Harry Ingram, who represented west Cobb on the commission from 1965 until 1970, died Friday at 86. Ingram was also a member of the county hospital authority board that helped build Cobb Hospital in Austell, as well as serving on the Smyrna City Council before joining the county commission.
“He lived a good, productive life,” said his son, attorney Robert Ingram of the Marietta firm of Moore, Ingram, Johnson & Steele.
But Harry Ingram’s greatest legacy might have been what he did after leaving the Board of Commissioners. An accountant with Sinclair Oil, he left the company in 1970 after they attempted to transfer him to Cleveland. He then resigned his part-time commissioner job to take over as the head of Cobb’s Revenue Collection Division. While he was now considered a subordinate to the commissioners he had been on equal footing with, Harry Ingram still had great influence over the county.
During his 20 years in county administration, he worked with then-Chairman Ernest W. Barrett, considered an architect of modern Cobb, to expand the water and sewer pipeline grid to meet demand in what would become the fastest growing county in Georgia.
“He and Ernest were best friends,” Robert Ingram said. “They were the ones who had the vision to lay the water lines in Cobb County. This allowed Cobb County to have such growth in the ’70s and ’80s.”
State Sen. Lindsey Tippins (R-west Cobb) said he first met Harry Ingram in 1970. He agreed that Harry Ingram played a key role in building the county.
“It’s hard to get people to move to your county if you can’t provide water and sewer to them,” Tippins said.
Harry Ingram, who served in the Navy in World War II, also went with Barrett on a 1966 trip to the Dallas area, where they helped lure a new Six Flags theme park to Cobb, according a 1987 MDJ story.
In 1982, Ingram was named Cobb’s first county administrator after a citizen review panel recommended creating the position. A year later, the Cobb legislative delegation changed the county from a full-time commission chairman form of government to a county manager form. While he was asked to serve as county manager, Harry Ingram opted to instead become the manager of the Cobb Water System, a position he held until 1990.
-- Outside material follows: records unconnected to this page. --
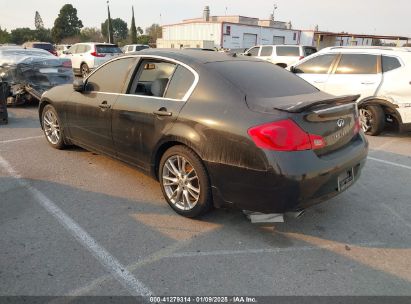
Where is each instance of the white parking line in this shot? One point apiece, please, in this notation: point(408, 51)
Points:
point(389, 163)
point(265, 250)
point(19, 139)
point(123, 276)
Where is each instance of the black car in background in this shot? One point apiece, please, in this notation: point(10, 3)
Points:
point(47, 46)
point(215, 130)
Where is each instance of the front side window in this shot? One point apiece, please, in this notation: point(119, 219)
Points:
point(288, 51)
point(317, 65)
point(254, 51)
point(266, 51)
point(390, 63)
point(152, 77)
point(357, 64)
point(110, 78)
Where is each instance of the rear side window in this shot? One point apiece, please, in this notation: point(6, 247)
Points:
point(111, 77)
point(152, 78)
point(317, 65)
point(44, 46)
point(357, 64)
point(180, 83)
point(266, 51)
point(107, 49)
point(262, 79)
point(254, 51)
point(309, 51)
point(288, 51)
point(390, 63)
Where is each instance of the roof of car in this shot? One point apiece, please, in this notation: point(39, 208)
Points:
point(186, 56)
point(367, 49)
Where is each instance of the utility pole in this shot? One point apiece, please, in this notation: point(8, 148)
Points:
point(109, 27)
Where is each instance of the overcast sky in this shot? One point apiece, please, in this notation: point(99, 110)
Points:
point(356, 16)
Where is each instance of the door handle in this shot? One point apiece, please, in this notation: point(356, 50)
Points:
point(163, 112)
point(104, 105)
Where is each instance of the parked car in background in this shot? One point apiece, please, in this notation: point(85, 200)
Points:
point(130, 48)
point(61, 48)
point(85, 57)
point(31, 72)
point(41, 45)
point(281, 55)
point(175, 115)
point(381, 75)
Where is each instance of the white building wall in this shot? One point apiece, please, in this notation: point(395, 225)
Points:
point(194, 31)
point(234, 37)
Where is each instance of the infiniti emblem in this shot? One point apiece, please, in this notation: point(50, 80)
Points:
point(340, 123)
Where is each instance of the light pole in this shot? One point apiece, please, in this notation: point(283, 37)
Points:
point(109, 33)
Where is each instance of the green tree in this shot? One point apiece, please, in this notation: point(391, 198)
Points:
point(67, 23)
point(38, 22)
point(21, 35)
point(154, 31)
point(120, 30)
point(133, 29)
point(4, 36)
point(144, 39)
point(91, 34)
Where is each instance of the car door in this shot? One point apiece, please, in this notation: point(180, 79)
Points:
point(89, 112)
point(355, 74)
point(316, 70)
point(156, 94)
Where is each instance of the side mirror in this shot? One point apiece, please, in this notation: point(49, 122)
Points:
point(78, 85)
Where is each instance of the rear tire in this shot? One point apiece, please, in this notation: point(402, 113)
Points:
point(84, 69)
point(52, 127)
point(372, 119)
point(185, 182)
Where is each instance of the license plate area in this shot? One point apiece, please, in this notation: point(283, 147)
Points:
point(345, 179)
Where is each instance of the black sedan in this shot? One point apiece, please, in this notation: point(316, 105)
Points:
point(215, 130)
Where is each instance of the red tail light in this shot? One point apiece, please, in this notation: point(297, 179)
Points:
point(95, 54)
point(357, 125)
point(285, 135)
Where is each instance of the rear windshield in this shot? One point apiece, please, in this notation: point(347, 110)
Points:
point(288, 51)
point(44, 46)
point(107, 49)
point(309, 51)
point(262, 80)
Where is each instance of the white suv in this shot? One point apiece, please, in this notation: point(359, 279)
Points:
point(381, 75)
point(85, 57)
point(282, 55)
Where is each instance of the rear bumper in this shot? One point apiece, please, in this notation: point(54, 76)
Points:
point(294, 181)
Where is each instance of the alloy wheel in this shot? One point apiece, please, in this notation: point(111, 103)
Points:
point(51, 127)
point(181, 183)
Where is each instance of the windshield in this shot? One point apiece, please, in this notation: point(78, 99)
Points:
point(44, 46)
point(108, 49)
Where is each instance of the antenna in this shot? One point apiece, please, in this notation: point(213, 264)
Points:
point(274, 8)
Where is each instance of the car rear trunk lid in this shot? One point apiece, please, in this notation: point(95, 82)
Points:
point(335, 119)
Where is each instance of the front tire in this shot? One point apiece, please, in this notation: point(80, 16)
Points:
point(372, 119)
point(84, 69)
point(184, 182)
point(52, 127)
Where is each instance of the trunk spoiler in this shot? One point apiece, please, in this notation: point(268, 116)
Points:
point(305, 105)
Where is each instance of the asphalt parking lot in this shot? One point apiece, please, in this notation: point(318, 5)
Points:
point(76, 223)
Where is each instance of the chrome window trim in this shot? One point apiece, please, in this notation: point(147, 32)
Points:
point(185, 97)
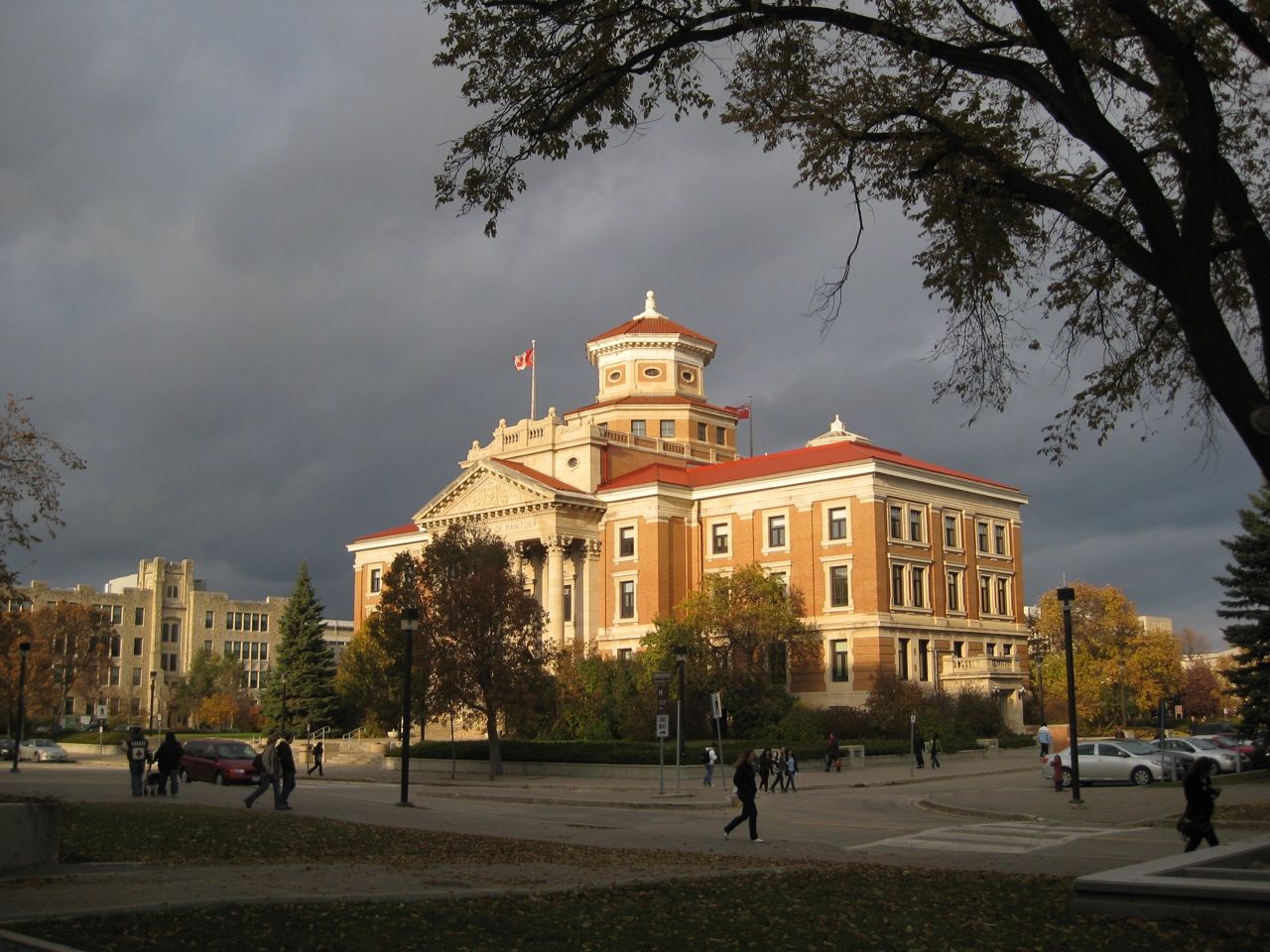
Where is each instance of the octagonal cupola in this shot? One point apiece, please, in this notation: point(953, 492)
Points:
point(651, 356)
When former east Cobb Commissioner Tommy Brown died at 80 in 2010, Harry Ingram became the last surviving member of the original five-member Board of Commissioners (the county had previously been served by a single-commissioner form of government) that had first been elected in 1964. Along with Barrett, Bill Oliver of east Cobb and Al Burruss of west Cobb had previously died.
Tippins called Harry Ingram a “genuine person.”
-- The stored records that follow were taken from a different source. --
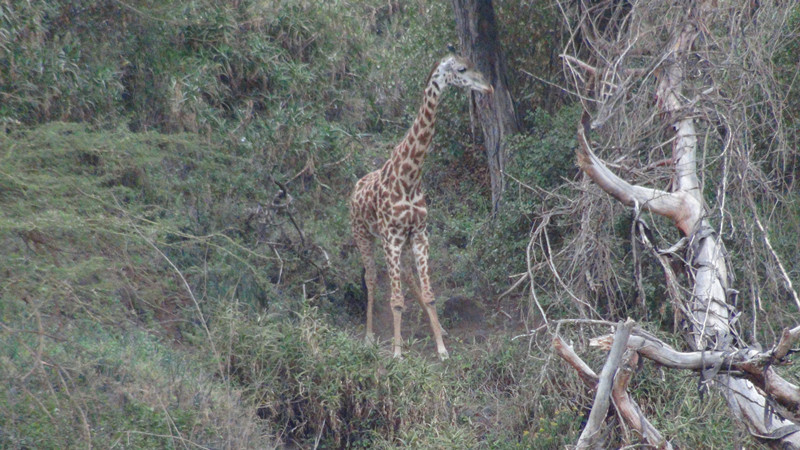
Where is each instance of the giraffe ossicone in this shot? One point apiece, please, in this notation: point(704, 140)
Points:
point(389, 204)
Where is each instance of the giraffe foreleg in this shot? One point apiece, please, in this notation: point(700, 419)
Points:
point(364, 241)
point(420, 245)
point(410, 280)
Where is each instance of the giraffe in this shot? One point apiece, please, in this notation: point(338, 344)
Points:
point(389, 204)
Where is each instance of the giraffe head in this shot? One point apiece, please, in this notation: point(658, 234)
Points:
point(458, 71)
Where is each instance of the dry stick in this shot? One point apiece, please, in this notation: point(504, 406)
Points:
point(628, 409)
point(602, 397)
point(777, 260)
point(585, 372)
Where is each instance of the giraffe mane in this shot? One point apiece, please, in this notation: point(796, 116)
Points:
point(430, 75)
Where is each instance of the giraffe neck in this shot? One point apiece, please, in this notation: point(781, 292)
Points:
point(407, 158)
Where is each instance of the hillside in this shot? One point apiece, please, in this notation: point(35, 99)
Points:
point(178, 266)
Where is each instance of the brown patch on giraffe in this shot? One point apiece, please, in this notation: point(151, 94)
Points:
point(400, 209)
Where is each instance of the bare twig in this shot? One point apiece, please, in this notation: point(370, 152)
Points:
point(601, 400)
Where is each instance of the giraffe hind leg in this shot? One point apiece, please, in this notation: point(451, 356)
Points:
point(420, 246)
point(413, 285)
point(392, 248)
point(364, 242)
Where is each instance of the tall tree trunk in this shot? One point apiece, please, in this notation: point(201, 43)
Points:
point(477, 32)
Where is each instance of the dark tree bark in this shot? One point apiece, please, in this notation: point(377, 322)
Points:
point(477, 32)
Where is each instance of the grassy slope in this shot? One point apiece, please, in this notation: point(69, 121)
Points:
point(101, 341)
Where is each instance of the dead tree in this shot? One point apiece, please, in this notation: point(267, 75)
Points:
point(611, 62)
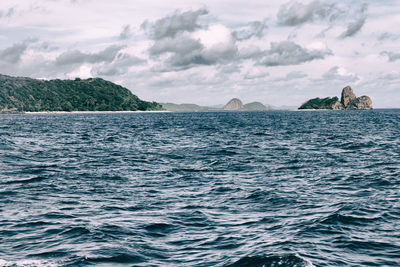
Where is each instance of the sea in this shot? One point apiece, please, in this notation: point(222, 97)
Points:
point(273, 188)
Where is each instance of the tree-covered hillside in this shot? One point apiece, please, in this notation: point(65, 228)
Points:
point(94, 94)
point(320, 103)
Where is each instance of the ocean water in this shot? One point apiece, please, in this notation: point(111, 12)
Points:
point(201, 189)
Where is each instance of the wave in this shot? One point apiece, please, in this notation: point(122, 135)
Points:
point(272, 261)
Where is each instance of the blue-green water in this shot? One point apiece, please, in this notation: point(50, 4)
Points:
point(200, 189)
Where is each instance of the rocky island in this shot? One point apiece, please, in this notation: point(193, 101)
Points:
point(348, 101)
point(20, 94)
point(236, 104)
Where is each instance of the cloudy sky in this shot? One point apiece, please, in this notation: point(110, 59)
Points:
point(207, 52)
“The entire county ought to be expressing their condolences,” he said. “He was certainly one of the ones in the transitional time for Cobb County that played an awfully big role in making Cobb County what it is today.”
Like Barrett, Harry Ingram grew up in what is now the Town Center area, eventually selling his property to a developer who built a shopping center that now includes a Marshalls and Olive Garden. His father, Ernest Ingram, helped start Greers Chapel Baptist Church just west of the family farm. Harry Ingram’s funeral will be at 3 p.m. today at the same church, where he remained a member. His body will lie in state there from 2 to 3 p.m.
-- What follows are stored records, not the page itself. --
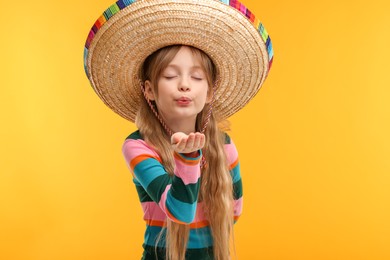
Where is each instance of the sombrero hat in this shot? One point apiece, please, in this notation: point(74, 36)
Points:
point(129, 31)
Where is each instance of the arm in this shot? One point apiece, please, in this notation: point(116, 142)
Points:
point(176, 195)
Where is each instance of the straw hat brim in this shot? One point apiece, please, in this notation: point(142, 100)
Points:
point(116, 51)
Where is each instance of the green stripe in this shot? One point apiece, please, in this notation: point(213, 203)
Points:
point(191, 254)
point(184, 193)
point(142, 194)
point(157, 187)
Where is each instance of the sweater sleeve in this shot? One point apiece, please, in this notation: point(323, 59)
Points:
point(234, 166)
point(176, 195)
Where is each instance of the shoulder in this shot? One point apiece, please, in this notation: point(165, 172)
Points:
point(134, 145)
point(136, 135)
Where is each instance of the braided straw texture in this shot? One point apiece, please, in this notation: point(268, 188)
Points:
point(121, 40)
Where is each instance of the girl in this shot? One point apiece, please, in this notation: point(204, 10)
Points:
point(177, 70)
point(194, 206)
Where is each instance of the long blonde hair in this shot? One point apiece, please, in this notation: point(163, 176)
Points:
point(216, 190)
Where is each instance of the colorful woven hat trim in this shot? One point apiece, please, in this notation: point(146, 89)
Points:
point(119, 5)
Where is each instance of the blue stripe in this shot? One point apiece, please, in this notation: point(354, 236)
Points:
point(236, 173)
point(225, 2)
point(270, 50)
point(200, 238)
point(151, 235)
point(184, 212)
point(152, 167)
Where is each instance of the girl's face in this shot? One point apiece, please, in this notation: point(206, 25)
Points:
point(182, 89)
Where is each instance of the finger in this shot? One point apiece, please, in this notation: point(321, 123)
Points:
point(190, 142)
point(176, 137)
point(182, 144)
point(202, 141)
point(197, 141)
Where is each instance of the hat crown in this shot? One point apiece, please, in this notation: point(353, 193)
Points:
point(128, 31)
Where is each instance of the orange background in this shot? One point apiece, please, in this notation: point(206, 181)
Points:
point(314, 143)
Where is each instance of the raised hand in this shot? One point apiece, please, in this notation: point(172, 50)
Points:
point(183, 143)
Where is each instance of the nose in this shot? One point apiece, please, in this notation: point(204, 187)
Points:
point(184, 85)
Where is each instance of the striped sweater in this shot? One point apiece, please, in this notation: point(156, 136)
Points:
point(175, 197)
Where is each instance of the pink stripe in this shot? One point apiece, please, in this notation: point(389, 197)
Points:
point(163, 199)
point(153, 211)
point(238, 207)
point(231, 152)
point(187, 173)
point(132, 148)
point(199, 216)
point(242, 8)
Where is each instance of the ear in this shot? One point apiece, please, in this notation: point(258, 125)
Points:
point(149, 90)
point(209, 96)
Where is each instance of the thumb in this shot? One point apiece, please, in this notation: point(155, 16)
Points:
point(176, 137)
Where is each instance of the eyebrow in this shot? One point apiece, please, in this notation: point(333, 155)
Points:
point(176, 66)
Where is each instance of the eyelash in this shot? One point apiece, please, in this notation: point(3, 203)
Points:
point(175, 76)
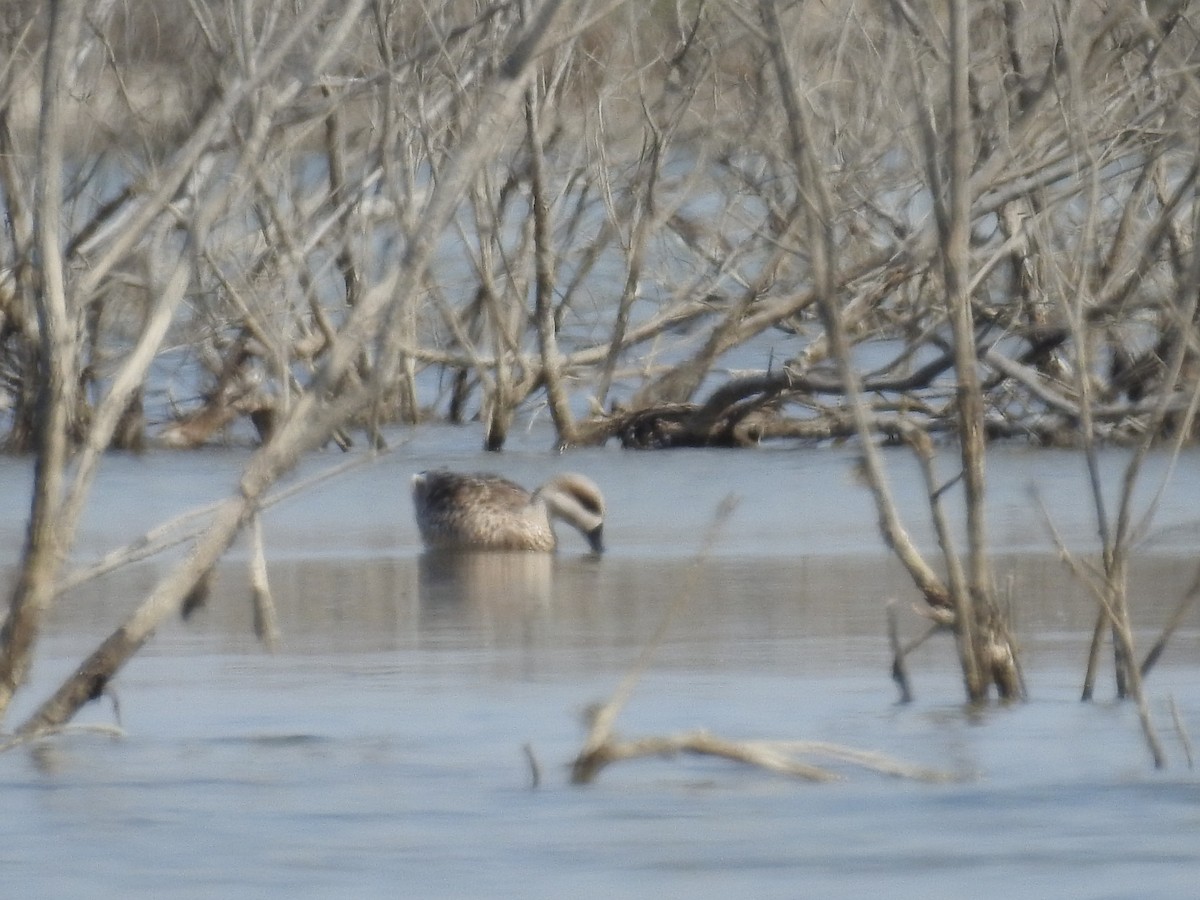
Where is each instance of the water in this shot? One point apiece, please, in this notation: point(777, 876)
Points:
point(383, 749)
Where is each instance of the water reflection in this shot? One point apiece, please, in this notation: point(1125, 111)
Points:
point(517, 581)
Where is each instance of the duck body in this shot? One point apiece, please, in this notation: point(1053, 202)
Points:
point(483, 511)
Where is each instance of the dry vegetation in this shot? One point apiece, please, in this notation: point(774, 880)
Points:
point(701, 222)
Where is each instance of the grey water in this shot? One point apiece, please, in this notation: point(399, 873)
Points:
point(389, 747)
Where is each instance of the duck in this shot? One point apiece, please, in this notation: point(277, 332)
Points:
point(485, 511)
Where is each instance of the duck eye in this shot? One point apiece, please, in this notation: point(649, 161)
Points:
point(588, 502)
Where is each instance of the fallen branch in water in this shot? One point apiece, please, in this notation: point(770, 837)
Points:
point(604, 747)
point(22, 738)
point(778, 756)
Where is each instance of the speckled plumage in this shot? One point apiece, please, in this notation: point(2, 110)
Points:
point(481, 511)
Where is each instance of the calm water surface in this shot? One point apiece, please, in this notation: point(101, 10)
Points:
point(381, 751)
A third-generation Cobb resident, Harry Ingram left a mark beyond local government. He helped organize several Kiwanis Club chapters, including Marietta Golden K Kiwanis Club, the Marietta Lost Mountain Kiwanis Club, the Covered Bridge Kiwanis and the Kiwanis Club of Kennworth. He helped launch several programs designed to build character in young people.
“He loved Cobb County and he loved serving others,” Robert Ingram said.
Robert Ingram said his father also loved the church and hunting.
“I’m going to miss his sage and wise counsel,” he said. “He was always someone good when you had a problem to bounce stuff off of. He was able to guide you to the right solution.”